You are viewing a plain text version of this content. The canonical link for it is here.
Posted to issues@spark.apache.org by "Sunil Rangwani (JIRA)" <ji...@apache.org> on 2017/01/01 18:20:58 UTC

[jira] [Commented] (SPARK-17463) Serialization of accumulators in heartbeats is not thread-safe

    [ https://issues.apache.org/jira/browse/SPARK-17463?page=com.atlassian.jira.plugin.system.issuetabpanels:comment-tabpanel&focusedCommentId=15791469#comment-15791469 ] 

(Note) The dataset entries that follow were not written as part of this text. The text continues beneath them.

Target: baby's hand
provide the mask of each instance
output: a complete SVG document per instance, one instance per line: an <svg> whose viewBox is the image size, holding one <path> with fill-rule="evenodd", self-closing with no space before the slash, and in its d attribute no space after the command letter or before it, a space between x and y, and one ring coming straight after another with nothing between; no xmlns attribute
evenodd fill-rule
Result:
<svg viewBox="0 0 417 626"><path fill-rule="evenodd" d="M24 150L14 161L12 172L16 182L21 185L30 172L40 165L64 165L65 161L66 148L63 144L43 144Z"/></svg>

Sunil Rangwani commented on SPARK-17463:
----------------------------------------

Hi [~zsxwing]

Below is how I am using the Collection accumulator. 

{code}
// val spark: SparkSession
// val dataFrame: DataFrame
val updatedRecordKeysAcc = spark.sparkContext.collectionAccumulator[String]

dataFrame.toJSON.foreach(processRecord(_, updatedRecordKeysAcc))

import collection.JavaConverters._
val updatedRecordKeys: String = updatedRecordKeysAcc.value.asScala.mkString("\n")
// write `updatedRecordKeys` to an S3 file using aws-sdk... 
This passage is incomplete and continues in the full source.